Others have drawn attention to the issue in the UK. This month the Parker Review said a small core of the FTSE 100 was falling short of an informal target to have single non-white board member by the end of this year—the so-called “one by 21” campaign.
Taraporevala’s staff have so far spoken to more than 100 boards about their approach to racial and ethnic diversity. They came away with a number of insights.
While information may be generally in short supply, SSGA’s staff encountered a “real sense of momentum” that work is under way on better diversity reporting.
But some of the plans seem a little fuzzy. Taraporevala says “fewer” companies are “outlining specific and time-bound goals related to racial diversity, board and workforce metrics, and board oversight of diversity and inclusion.”
Reporting reveals diversity challenges
While enthusiasm in some quarters is yet to turn into well-defined policies, there were a number of related observations. Firstly, companies are feeling the pressure to produce more information: it’s not only SSGA making the demands.
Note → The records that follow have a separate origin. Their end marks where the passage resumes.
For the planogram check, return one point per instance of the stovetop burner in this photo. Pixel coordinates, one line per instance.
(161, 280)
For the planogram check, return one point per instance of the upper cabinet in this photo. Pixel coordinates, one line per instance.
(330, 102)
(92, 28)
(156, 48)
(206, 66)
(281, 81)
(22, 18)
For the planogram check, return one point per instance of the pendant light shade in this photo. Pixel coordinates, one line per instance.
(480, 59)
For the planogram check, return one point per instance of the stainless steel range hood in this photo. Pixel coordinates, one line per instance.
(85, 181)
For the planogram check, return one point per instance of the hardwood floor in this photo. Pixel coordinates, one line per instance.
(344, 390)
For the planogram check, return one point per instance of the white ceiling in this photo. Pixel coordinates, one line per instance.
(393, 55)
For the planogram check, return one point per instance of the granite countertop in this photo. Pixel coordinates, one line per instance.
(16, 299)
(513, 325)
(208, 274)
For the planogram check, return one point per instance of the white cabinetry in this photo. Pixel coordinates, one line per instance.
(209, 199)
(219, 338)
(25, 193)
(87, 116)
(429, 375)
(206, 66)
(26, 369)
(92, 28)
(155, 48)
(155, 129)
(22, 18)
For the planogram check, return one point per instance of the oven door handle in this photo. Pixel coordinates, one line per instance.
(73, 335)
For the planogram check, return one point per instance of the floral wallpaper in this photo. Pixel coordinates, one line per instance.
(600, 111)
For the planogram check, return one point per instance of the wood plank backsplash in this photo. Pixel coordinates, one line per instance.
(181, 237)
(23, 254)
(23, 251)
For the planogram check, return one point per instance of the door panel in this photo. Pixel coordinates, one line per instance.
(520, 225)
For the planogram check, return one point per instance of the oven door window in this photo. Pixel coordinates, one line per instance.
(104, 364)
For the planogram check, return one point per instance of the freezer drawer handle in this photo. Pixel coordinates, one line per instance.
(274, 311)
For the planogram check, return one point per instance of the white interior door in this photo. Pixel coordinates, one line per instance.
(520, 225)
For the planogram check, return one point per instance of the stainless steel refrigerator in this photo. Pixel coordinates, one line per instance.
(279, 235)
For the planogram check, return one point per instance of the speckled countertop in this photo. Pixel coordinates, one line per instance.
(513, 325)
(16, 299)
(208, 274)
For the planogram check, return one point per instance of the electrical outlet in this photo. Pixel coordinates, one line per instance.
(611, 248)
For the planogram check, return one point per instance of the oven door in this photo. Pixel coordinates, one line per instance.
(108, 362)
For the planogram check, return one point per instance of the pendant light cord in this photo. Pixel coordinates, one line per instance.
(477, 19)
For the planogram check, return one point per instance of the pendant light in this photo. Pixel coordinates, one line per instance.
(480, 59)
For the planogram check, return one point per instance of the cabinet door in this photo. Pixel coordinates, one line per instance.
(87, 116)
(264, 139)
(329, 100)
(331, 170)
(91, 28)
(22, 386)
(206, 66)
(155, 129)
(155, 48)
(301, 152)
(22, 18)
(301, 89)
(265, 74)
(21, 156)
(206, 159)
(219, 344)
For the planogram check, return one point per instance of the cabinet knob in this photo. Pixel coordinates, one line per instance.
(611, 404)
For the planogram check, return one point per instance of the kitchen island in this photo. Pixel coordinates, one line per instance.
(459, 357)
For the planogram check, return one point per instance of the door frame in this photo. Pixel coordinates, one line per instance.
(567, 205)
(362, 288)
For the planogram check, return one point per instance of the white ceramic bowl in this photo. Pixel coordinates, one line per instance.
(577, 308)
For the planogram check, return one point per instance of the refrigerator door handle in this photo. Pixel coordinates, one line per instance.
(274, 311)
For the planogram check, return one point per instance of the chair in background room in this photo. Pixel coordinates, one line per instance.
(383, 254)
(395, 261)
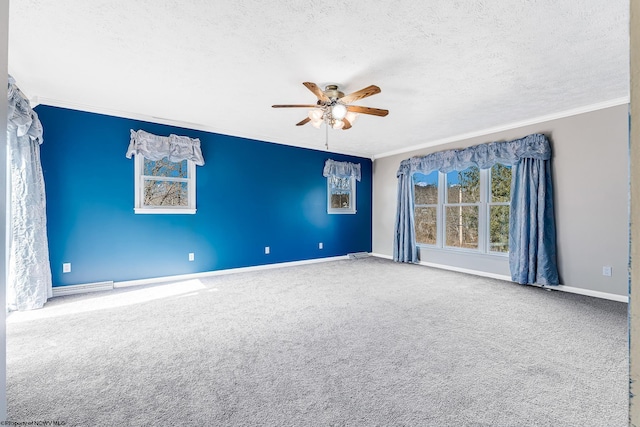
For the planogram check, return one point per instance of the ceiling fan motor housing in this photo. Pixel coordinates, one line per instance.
(332, 92)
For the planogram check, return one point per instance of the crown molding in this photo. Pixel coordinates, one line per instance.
(510, 126)
(36, 100)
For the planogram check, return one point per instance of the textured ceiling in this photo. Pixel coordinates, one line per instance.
(446, 68)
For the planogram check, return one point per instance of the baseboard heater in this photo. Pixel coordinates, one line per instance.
(60, 291)
(358, 255)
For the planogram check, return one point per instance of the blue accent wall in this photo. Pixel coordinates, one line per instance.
(249, 194)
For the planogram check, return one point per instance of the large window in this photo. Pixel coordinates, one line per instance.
(464, 210)
(163, 186)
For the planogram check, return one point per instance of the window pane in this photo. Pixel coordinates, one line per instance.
(425, 188)
(166, 168)
(426, 225)
(500, 183)
(499, 228)
(340, 199)
(464, 186)
(165, 193)
(462, 226)
(340, 183)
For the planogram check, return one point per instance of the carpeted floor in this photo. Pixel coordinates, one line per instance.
(345, 343)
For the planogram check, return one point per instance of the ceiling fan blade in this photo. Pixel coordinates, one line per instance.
(295, 106)
(362, 93)
(316, 91)
(367, 110)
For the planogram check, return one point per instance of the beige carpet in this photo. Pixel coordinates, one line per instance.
(345, 343)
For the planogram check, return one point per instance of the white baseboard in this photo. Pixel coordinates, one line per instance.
(588, 292)
(60, 291)
(562, 288)
(380, 255)
(191, 276)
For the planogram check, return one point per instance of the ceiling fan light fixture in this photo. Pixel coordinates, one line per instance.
(351, 116)
(338, 124)
(338, 111)
(316, 114)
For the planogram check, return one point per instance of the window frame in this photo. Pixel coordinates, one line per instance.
(139, 179)
(484, 204)
(352, 199)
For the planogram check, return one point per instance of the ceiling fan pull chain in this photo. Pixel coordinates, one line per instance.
(326, 136)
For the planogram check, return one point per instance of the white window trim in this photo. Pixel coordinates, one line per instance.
(483, 218)
(139, 185)
(350, 210)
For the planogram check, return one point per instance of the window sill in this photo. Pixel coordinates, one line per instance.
(463, 251)
(164, 211)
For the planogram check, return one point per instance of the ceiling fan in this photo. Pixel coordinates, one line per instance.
(334, 108)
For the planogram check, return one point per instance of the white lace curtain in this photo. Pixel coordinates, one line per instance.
(29, 272)
(175, 148)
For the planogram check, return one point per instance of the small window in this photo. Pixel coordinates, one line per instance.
(499, 200)
(462, 208)
(425, 193)
(341, 195)
(165, 187)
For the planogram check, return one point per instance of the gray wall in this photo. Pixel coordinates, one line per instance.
(590, 166)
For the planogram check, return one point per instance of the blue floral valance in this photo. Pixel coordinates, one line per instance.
(341, 169)
(21, 118)
(173, 147)
(535, 146)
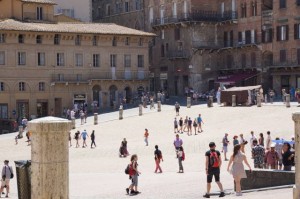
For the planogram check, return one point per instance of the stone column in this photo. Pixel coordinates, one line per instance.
(258, 98)
(95, 118)
(296, 118)
(158, 106)
(120, 113)
(140, 110)
(50, 158)
(188, 102)
(233, 100)
(288, 100)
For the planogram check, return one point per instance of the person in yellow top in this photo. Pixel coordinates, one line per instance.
(146, 135)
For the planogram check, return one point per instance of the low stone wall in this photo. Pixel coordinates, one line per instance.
(267, 178)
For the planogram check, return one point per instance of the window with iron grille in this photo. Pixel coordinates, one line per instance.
(140, 61)
(60, 59)
(22, 86)
(127, 60)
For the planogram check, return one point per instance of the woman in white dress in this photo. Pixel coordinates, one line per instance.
(237, 170)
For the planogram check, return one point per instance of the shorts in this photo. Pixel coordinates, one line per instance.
(5, 183)
(134, 180)
(211, 173)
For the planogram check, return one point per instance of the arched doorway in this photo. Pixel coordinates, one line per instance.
(96, 95)
(113, 94)
(128, 94)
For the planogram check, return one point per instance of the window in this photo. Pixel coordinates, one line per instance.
(2, 38)
(56, 39)
(41, 86)
(114, 41)
(2, 58)
(113, 60)
(254, 8)
(137, 4)
(21, 39)
(1, 86)
(177, 34)
(282, 56)
(282, 4)
(95, 40)
(3, 111)
(39, 13)
(21, 86)
(140, 41)
(127, 41)
(298, 56)
(126, 6)
(41, 59)
(140, 61)
(78, 40)
(127, 60)
(162, 51)
(267, 35)
(39, 39)
(243, 60)
(283, 33)
(253, 60)
(96, 60)
(21, 58)
(78, 59)
(60, 59)
(297, 31)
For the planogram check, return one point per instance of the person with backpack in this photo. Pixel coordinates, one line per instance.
(7, 174)
(93, 139)
(237, 170)
(133, 173)
(212, 167)
(157, 157)
(181, 157)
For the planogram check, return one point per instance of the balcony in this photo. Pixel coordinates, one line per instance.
(197, 16)
(32, 16)
(178, 54)
(103, 75)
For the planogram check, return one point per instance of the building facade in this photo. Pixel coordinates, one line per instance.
(204, 44)
(47, 66)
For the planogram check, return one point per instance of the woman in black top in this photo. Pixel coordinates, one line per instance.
(93, 139)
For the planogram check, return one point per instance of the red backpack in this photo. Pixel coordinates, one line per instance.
(214, 159)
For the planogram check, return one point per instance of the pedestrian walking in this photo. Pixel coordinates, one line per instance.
(7, 174)
(200, 122)
(212, 166)
(77, 137)
(133, 175)
(146, 135)
(84, 135)
(181, 157)
(158, 157)
(177, 107)
(237, 170)
(93, 139)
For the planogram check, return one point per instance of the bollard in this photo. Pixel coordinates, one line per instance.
(159, 106)
(95, 118)
(233, 100)
(140, 110)
(288, 100)
(188, 102)
(50, 157)
(120, 113)
(258, 98)
(296, 189)
(211, 99)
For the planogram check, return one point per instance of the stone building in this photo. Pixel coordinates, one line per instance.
(207, 43)
(47, 66)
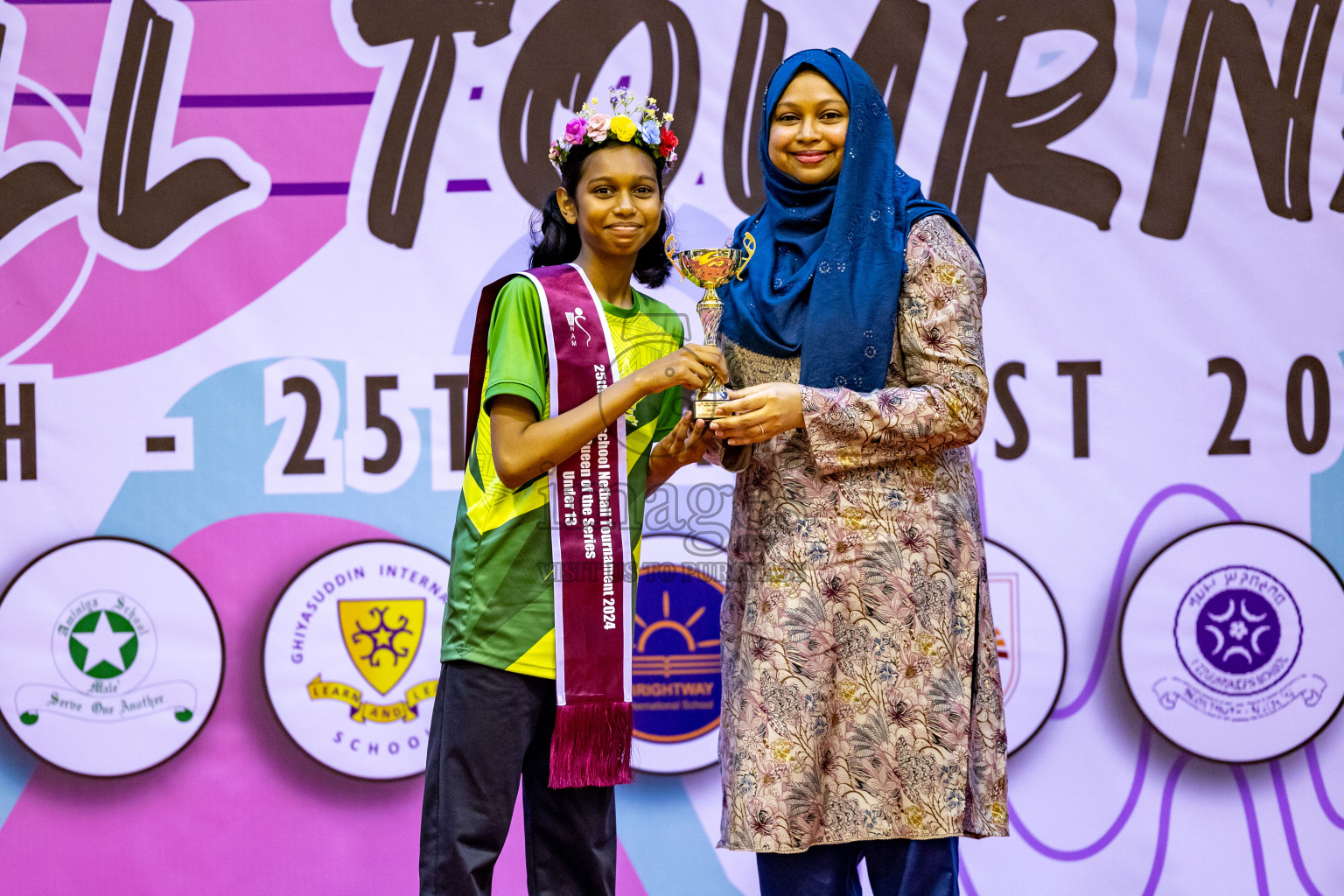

Secondly, as they work on improved reporting companies are “unearthing” their own specific “diversity challenges”. Some are even brutally honest about what they find. Taraporevala says one company even revealed that its Black employees felt a “lower sense of inclusion” after the death of George Floyd. A tough lesson for those in charge.
Thirdly, many businesses revealed they see the “business case” for diversity. One even has it as a standing item on their board’s agenda. “We’ve come a long way,” says Taraporevala who also notes that many leaders now realise that diversity and inclusion is a “reputational risk”.
Fourthly, diversity in some corners is seen beyond gender, race and ethnicity. One Indian company says it is also considering issues such as caste and nationality. That may be a lesson elsewhere in the world where diversity is also a multi-faceted issue.
But there are worries. Many companies are concerned that diversity reporting on the surface does not touch on deeper issues, or simply doesn’t reveal “the whole story”.
Taraporevala is encouraged by the progress seen by SSGA’s staff as they meet companies around the world, but there is a long way to go.
“What that tells me is that not only we all have work to do,” he says, “but the sooner we acknowledge where we are falling short, the sooner we can begin to make progress. That is the power of disclosure, of providing that window, and of looking into that mirror.”